High-spirited yet with an undercurrent of trouble, the 35-minute piece to Mendlessohn’s early octet concludes the first of two distinct programmes of dances to classical string music, delivered live by the sumptuous Orion Quartet. On opening night, Spent Days Out Yonder ended before its take on Mozart could register, and the addition to Continuous Replay of spliced and diced Beethoven proved one play too many. Only D-Man’s music and movement were deeply mutually attuned.
Jones translates Mendelssohn’s youthful extremes – a rocking phrase finished off with an elaborate flourish, for example – as wide-eyed inventiveness: variations on a theme not only popping up all over the stage but announcing their make-believe status. The dancers do not dive into water, they do the steps that mean “dive into water” when the only resource is land. Unlike Paul Taylor’s playful and grand Esplanade, the steps are not found from daily life but made from the imagination, not God-given but willed.

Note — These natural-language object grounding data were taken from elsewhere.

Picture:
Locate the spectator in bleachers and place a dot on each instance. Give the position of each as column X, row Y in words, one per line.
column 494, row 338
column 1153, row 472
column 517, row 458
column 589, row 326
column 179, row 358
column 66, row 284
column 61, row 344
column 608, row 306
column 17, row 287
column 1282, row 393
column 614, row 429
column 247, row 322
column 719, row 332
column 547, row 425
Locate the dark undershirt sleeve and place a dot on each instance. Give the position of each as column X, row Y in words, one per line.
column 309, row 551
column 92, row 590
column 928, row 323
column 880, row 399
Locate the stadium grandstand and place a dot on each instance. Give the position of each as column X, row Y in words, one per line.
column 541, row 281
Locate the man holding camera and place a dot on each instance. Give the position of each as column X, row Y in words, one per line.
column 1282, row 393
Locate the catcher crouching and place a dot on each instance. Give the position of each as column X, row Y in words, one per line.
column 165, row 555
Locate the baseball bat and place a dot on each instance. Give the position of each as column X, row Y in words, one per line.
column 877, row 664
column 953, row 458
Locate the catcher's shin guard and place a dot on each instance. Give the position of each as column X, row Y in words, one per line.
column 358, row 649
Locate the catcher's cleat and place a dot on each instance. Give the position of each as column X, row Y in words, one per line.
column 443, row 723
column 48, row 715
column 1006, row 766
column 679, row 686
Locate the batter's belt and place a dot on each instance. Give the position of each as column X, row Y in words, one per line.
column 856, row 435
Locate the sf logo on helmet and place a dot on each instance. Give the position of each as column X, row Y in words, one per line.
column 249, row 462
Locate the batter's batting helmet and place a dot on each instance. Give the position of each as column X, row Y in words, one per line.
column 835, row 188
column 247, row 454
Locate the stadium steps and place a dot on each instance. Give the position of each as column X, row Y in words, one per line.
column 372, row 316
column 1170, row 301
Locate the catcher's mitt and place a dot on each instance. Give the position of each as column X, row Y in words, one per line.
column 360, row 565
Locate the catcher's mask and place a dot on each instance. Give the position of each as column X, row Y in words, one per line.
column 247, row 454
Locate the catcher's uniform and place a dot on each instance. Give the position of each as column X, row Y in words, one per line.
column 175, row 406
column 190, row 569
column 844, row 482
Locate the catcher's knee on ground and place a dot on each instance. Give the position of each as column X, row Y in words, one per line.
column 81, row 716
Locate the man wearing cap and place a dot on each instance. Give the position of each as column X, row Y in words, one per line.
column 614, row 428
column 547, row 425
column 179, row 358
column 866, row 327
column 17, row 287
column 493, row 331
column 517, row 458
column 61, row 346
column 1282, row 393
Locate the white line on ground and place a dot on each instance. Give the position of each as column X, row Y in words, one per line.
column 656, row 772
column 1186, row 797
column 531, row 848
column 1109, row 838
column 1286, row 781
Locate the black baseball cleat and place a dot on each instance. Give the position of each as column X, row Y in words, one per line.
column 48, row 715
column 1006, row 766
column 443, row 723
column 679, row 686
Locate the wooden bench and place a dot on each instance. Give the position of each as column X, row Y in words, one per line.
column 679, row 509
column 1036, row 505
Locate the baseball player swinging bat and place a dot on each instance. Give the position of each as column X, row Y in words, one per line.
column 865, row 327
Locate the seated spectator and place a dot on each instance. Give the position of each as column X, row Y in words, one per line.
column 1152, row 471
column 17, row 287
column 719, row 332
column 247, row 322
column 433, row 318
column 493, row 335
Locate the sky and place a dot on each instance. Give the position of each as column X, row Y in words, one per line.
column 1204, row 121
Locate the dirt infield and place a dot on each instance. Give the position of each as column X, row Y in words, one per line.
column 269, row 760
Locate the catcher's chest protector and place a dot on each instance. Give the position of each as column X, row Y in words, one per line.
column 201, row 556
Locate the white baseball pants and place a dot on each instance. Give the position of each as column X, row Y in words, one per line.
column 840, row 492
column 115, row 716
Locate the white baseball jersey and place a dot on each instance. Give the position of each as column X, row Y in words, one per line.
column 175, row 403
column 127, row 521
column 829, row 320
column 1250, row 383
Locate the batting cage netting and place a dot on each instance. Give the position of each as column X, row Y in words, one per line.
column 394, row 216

The dancers “doing the crawl” or tip-toeing like drag queens on a catwalk are not Everyman but the inimitable D-Man – Demian Acquavella in full, dead at age 32 a year after the dance debuted.
Jones presents him as a joker, a diva, a sensualist, a fighter, a pimp walker, a brother, a fairy and a free spirit. D-Man saw his life slipping away: there are passages in which the dancers sink on to their backs on the floor or open their arms to an emptiness a person used to fill. The costumes in camouflage signal deadly struggle. But D-Man remained an innocent.
Innocence is a tricky gambit – for an artist or anyone else – and Jones usually steers clear. But, as D-Man in the Waters reveals, to maintain that state after so much pain is a special form of grace.